Dans quelle mesure la Terre est-elle sphérique ?

La rotation de la Terre renfle l’équateur et aplatit légèrement les pôles. NASA Goddard indique un rayon équatorial d’environ 6 378 kilomètres et un rayon polaire d’environ 6 357 kilomètres, soit près de 21 kilomètres d’écart. Cette forme aplatie et les variations du géoïde, de l’ordre de quelques centaines de mètres par rapport à l’ellipsoïde, appartiennent à deux échelles différentes. Depuis l’espace, le contour de la Terre paraît presque circulaire, mais les modèles scientifiques tiennent compte de ces deux subtilités.

Comment GOCO06s reconstitue-t-il le champ gravitationnel mondial ?

La visualisation utilise les valeurs de GOCO06s. L’équipe GOCO a combiné plus de 1,16 milliard d’observations recueillies par 19 satellites pendant 15 ans dans un modèle mondial du champ gravitationnel, développé jusqu’au degré 300 des harmoniques sphériques. Les données comprennent les variations de distance entre les satellites jumeaux GRACE, les gradients de gravité mesurés par GOCE, la télémétrie laser sur satellites et les orbites précises de plusieurs satellites en orbite basse. Chaque méthode est surtout sensible à certaines échelles spatiales ; leur combinaison compense leurs limites.

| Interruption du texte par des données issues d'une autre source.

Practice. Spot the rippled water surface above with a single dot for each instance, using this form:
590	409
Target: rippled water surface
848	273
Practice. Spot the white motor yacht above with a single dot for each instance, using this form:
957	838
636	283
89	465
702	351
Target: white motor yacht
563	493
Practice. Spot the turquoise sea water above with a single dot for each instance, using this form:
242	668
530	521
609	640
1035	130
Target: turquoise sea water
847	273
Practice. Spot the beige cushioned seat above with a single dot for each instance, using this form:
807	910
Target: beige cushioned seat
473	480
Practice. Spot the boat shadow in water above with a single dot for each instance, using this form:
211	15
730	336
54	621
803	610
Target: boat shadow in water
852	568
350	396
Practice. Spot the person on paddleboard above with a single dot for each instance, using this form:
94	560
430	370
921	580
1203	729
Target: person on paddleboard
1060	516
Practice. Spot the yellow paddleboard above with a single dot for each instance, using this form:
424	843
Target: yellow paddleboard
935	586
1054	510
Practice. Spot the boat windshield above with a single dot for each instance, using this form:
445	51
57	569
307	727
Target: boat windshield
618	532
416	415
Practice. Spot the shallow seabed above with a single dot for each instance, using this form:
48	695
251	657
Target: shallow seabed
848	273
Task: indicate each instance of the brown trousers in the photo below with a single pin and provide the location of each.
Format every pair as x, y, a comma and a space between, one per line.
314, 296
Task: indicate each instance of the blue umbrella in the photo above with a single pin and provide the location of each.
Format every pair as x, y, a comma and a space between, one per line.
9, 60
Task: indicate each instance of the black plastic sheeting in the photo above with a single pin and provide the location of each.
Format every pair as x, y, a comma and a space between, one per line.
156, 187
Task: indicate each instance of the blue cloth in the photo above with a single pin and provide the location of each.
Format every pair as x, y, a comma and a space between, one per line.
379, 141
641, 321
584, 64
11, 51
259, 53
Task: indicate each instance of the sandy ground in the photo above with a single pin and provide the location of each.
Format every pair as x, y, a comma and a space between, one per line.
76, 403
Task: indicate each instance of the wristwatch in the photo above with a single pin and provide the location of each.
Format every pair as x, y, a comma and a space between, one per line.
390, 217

L’image de la NASA est donc le résultat d’un modèle obtenu après étalonnage, modélisation de fond, analyse orbitale, pondération statistique et développement en harmoniques sphériques. Son contour est calculé et visualisé à partir de données ; il ne doit pas être considéré comme un instantané directement enregistré par une caméra. GOCO06s comprend aussi des tendances à long terme et des variations annuelles. Comme tout modèle, il a une résolution spatiale finie, des erreurs de mesure et des hypothèses de traitement : chaque petite bosse ne peut donc pas être attribuée à une montagne particulière ou à une structure souterraine unique.

À quoi sert le géoïde ?

Le positionnement par satellite fournit généralement une hauteur géométrique par rapport à un ellipsoïde de référence, tandis que l’ingénierie, la géodésie et la cartographie ont souvent besoin d’une hauteur orthométrique proche de l’altitude au-dessus du niveau de la mer. Un modèle de géoïde permet de passer de l’une à l’autre. Il sert aussi de référence pour étudier les différences de hauteur de la mer, la circulation océanique mondiale, les variations du niveau marin et la masse des calottes glaciaires, car il faut d’abord retirer la surface équipotentielle de pesanteur pour isoler la hauteur dynamique due au vent, à la température, à la salinité et aux courants.

L’idée essentielle n’est donc pas que « la Terre ressemble réellement à une pomme de terre », mais que son champ gravitationnel présente de faibles différences régionales mesurables. L’amplification verticale de 10 000 fois transforme des valeurs presque imperceptibles en une forme lisible. Dès que l’on distingue surface physique, topographie, ellipsoïde de référence et géoïde, l’image cesse d’être mystérieuse.